Feast of Saint Bartholomew 2014
A Sermon (Outline) for the Feast of Saint Bartholomew
In the Name of God: Father, Son, and Holy Spirit. Amen
+ Introduction: We know very little of St. Bartholomew
- He is mentioned 4 times in Scripture. Once in each in the Gospel of Matthew, Mark, & Luke, and the Acts of the Apostle.
- He is identified by scholars and tradition in the Gospel of John as Nathaniel who was brought by Philip to meet our Lord.
i. The one under the fig tree – who asked “Can anything Good come from Nazareth?” and to whom our Lord said “Behold, an Isrealite indeed in whom there is no Guile.” And who told him that he saw him under the fig tree – and that “he would see the heavens opened and the Angels of God ascending and descending on the Son of Man.”
- Tradition holds that after the Resurrection, Bartholomew went to the East, to Mesopotamia, modern day Syria & Iraq. Where he spread the Gospel, and may have reached as far as India.
- Tradition holds that he was, like every other apostle except Saint John the Evangelist, martyred.
i. It is said that after he converted the King of Armenia to Christ, by casting our a demon from the idol in the temple of the kings religion and destroying all the idols, the king’s brother became enraged and had him tortured and executed.
ii. The tradition of his martyrdom is Gruesome. He is said to have been skinned alive and then either beheaded, or crucified upside down.
- Why do we celebrate his life today?
- We do it, first, because he was one called by our Lord to be an Apostle. Though we don’t know all of the deeds which he did, we sing them because through those unknown acts, God was Glorified in Bartholomew’s life.
- The Hymn which we sang before the Gospel tells:
“King of Saints to whom the number of thy starry host is known/ Many a name, by man forgotten, lives forever around thy throne. Lights which earth-born mists have darkened, there are shining full and clear, Princes in the court of heaven, nameless, unremembered here.
None can tell us; all is written in the Lamb’s great book of life, All the faith, and prayer and patience, all the toiling and the strife, there ar told thy hidden treasures; Number us, O Lord with them, when thou makest up the jewels, of thy living diadem. - We give to the saints the praises that are due to them, because through them God’s light has shone in the world.

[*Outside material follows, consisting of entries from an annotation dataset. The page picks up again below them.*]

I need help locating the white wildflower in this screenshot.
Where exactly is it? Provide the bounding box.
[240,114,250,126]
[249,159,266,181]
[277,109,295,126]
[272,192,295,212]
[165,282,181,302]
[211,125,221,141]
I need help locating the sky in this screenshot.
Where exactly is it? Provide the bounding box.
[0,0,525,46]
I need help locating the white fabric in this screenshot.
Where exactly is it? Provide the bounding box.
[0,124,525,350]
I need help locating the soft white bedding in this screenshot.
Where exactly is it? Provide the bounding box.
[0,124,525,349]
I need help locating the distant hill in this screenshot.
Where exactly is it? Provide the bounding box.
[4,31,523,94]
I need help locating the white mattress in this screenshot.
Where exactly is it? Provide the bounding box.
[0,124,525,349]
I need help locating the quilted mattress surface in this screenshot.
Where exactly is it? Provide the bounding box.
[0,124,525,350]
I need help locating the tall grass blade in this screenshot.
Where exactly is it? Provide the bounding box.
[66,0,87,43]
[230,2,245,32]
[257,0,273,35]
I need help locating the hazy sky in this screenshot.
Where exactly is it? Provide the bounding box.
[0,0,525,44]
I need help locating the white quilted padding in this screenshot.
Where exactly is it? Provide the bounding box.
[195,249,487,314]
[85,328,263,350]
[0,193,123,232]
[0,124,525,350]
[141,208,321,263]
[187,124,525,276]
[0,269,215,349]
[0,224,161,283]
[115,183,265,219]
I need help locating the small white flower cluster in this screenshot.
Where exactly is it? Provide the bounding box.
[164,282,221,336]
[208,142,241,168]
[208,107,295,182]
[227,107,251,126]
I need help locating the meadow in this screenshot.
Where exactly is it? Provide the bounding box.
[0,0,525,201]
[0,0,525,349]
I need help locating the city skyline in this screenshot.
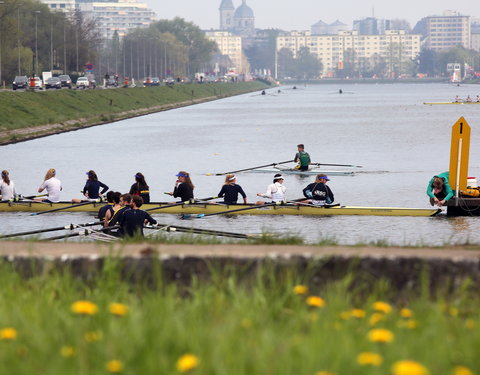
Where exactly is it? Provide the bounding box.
[146,0,480,30]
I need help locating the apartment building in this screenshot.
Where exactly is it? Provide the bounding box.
[277,30,420,75]
[205,31,245,73]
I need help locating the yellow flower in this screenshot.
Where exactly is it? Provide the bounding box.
[368,313,384,326]
[71,301,98,315]
[372,301,392,314]
[392,361,428,375]
[0,328,17,340]
[60,346,75,358]
[400,308,413,318]
[453,366,475,375]
[367,328,395,342]
[293,285,308,294]
[357,352,383,366]
[306,296,325,307]
[108,303,128,316]
[105,359,123,372]
[84,331,103,342]
[350,309,365,319]
[177,354,200,372]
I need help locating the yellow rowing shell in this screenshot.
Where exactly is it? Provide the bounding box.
[0,202,441,216]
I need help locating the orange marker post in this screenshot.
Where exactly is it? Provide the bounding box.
[449,116,470,198]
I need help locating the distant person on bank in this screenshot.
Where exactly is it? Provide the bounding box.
[427,172,454,207]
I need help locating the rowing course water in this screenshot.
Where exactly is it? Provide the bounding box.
[0,84,480,245]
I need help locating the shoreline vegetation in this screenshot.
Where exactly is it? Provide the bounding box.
[0,258,480,375]
[0,81,270,145]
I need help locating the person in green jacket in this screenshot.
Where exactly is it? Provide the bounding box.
[427,172,454,207]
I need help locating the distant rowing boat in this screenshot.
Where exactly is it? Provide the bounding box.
[423,102,480,105]
[248,168,355,176]
[0,202,441,216]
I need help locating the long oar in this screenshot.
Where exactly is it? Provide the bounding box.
[145,224,249,238]
[207,160,293,176]
[0,221,102,238]
[144,197,218,211]
[182,202,284,219]
[30,199,101,216]
[311,163,363,168]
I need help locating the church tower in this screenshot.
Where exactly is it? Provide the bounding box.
[219,0,235,30]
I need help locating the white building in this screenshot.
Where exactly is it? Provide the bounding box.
[79,0,155,39]
[277,30,420,76]
[205,31,246,73]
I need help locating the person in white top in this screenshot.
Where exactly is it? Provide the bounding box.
[0,170,15,201]
[257,173,287,204]
[35,168,62,203]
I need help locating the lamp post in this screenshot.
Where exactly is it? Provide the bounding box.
[33,10,40,74]
[0,1,5,87]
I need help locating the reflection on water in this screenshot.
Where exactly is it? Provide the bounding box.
[0,84,480,245]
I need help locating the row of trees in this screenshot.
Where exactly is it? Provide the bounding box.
[0,0,216,83]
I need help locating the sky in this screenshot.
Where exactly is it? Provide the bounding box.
[148,0,480,30]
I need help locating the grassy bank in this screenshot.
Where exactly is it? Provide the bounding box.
[0,260,480,375]
[0,82,268,144]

And by praising their deeds, we praise the one who called them, inspired them, and sent them out to spread the Kingdom of the Father.
- As we celebrate the Apostle Bartholomew, we rejoice in the Mighty acts of God – the one who brought us life and salvation through his Son.
- As another hymn remind us (The one we sang to open our worship this morning):
“In them the Father’s glory shone, in them the Spirit’s will was done, the some himself exults in them; joy fills the new Jerusalem.”
- What does Bartholomew teach us?
- That we too are called to the service of Christ to spread the Kingdom.
- We should be inspired to have the faith of Bartholomew.
i. Willing to share the Gospel to the last breath of our Life.
ii. Willing to take no earthly glory, remembering that our life is written in the Lamb’s book of Life.
iii. That we too are inheritors of the promise to see greater things.